More alarming still was the sudden change in the weather. The sky was still the same steely blue above them, but all round the horizon it looked a dirty yellow and thick with dust.
“Are we going to have a storm?” she asked fearfully.
He laughed.
“A very little one! More dust, I’m afraid. It’s just the wind playing with the loose sand.”
It made for a grim few miles of driving, though. There was sand everywhere, blowing across the road, in their hair, in their
eyes and, worst of all, in their mouths, gritty and particularly nasty between their teeth.
Dr. Kreistler threw her an anxious glance every now and again, but Katherine was accustomed to being uncomfortable and she knew how to ride out such a situation, letting the worst of it
blow over her head, and not making a fuss about the inevitable.
“I have some chocolate,” he said at last. “If you would care to look for it in my pocket.”
She felt shy and rather ridiculous going through his pockets. He seemed to keep the oddest things in them anything from a piece of string and a safety pin to a single, rather elderly potato that was showing every sign of sprouting in the near future.
“It must be on the other side,” she told him.
He slowed down, put a hand in his pocket and tossed it over to her. She ripped open the paper and returned half of it to him.
“Good?” he asked her.
She laughed.
“The sand makes a novel filling,” she said.

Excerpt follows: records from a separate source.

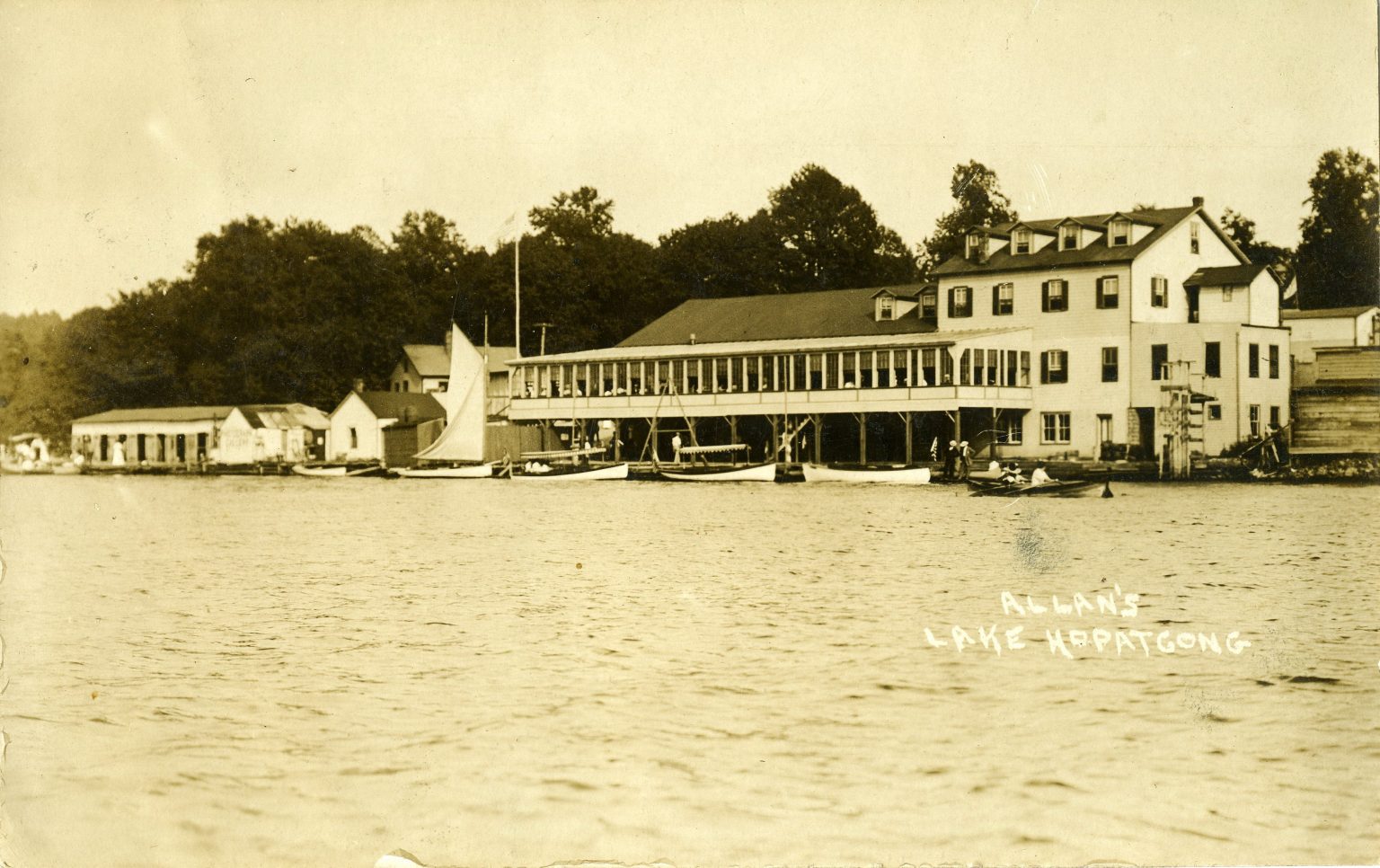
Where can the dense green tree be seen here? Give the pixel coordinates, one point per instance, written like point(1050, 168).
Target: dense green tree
point(571, 217)
point(831, 236)
point(1243, 231)
point(1339, 254)
point(725, 257)
point(980, 203)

It seemed no time after that that they came into the outskirts of Gafsa, an ugly little town in the centre of the phosphate belt. All the streets were garlanded with flags in readiness for Independence Day and the people had come out in a body and stood in clusters on the edge of the road, their excitement so great that it was almost tangible in the sand-filled atmosphere.

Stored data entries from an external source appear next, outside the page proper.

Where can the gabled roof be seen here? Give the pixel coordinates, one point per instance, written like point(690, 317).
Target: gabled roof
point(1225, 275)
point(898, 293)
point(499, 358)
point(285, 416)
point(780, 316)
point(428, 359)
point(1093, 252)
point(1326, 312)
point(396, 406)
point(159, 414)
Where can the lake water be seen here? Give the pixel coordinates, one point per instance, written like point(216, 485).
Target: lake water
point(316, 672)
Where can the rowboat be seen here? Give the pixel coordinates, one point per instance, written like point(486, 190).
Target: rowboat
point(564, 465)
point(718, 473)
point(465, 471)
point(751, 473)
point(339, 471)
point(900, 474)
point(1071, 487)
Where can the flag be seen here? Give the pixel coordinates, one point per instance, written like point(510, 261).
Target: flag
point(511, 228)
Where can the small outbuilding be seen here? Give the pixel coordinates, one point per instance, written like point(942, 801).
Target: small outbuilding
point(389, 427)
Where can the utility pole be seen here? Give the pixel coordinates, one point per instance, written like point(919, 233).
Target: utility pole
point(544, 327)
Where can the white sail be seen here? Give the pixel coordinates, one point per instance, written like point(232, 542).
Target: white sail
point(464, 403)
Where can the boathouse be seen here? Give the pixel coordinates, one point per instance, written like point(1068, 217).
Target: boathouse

“Do you want to stop?” the doctor asked her.
‘What’s happening?” she countered. But there was no doubt that she wanted to stop. She was half out of the car before he had even parked it off the road, and had joined the crowd, her eyes alight with eager anticipation.
“What is it?” she asked a man she found beside her.
He stood back to allow her to pass to the front so that she would have a better view.
“It’s a fantasia, madame,” he replied. He pointed out across the sand into the grey-yellow dust. “Look over there!”
The Bedouin horsemen came pounding down towards them, their rifles blazing and their horses responding to their lightest touch. They looked magnificent in their long white burnouses, their extravagantly embroidered belts and shoulder straps, and the
long drapes of green and scarlet that flew out behind them from the back of their saddles.
They came to a resounding halt within a few feet of the crowd and steadied into a sober walk as the band started up with pounding beat and ear-splitting trumpets and bagpipes.